Advanced Materials
Unclassified public capability briefKyon's materials work connects the industrial thesis to the physical systems that must survive electromagnetic interference, thermal stress, fragmentation, and forward-deployed abuse. The current posture is R&D-stage survivability material work, domestic material pathway planning, and supply-chain optionality intended to help American hardware programs move again after qualification.
This page frames materials as survivability R&D and supply-chain leverage: RF resistance, blast mitigation, thermal management, and domestic input pathways.
The value is program resilience. Materials work is intended to help hardware survive harder environments while reducing foreign or single-source dependency after controlled validation.
Public copy stays at material class and use-case level. Recipes, validation data, and application-specific performance remain controlled.

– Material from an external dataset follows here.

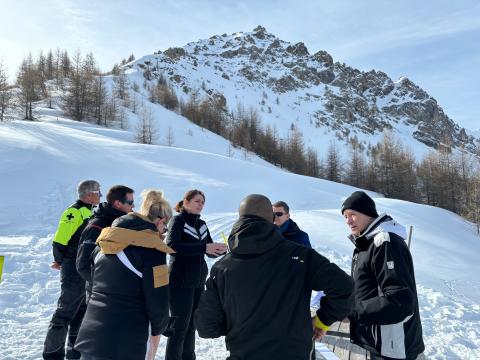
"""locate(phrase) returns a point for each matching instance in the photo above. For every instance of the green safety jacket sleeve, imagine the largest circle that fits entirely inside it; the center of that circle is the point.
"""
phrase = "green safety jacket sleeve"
(70, 221)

Founder-led by a disabled veteran with Native American heritage, with public claims kept R&D-stage, qualification-first, and procurement-readable.
Officially licensed FEL and FFL manufacturer; product programs are presented as R&D or qualification-stage unless separately verified.
Documentation, traceability, controlled intake, and planned partner-review pathways built for prime-contractor review.
Public channels stay unclassified. Sensitive, CUI, export-aware, or procurement-specific discussions route through controlled follow-up.
Advanced Materials
In weapon systems, the goal is improved heat tolerance, dimensional stability, and service-life evidence under sustained use. In defensive infrastructure, the same materials R&D program supports blast-mitigation skins, fragmentation barriers, and hardened enclosure concepts designed around tested load cases rather than generic claims of invulnerability.
The same materials family is intended to support blast-resistant skins for hardened infrastructure — fragmentation walls, command spaces, and ammunition storage areas planned around reducing overpressure and debris exposure while protecting the electronics behind the barrier after qualification.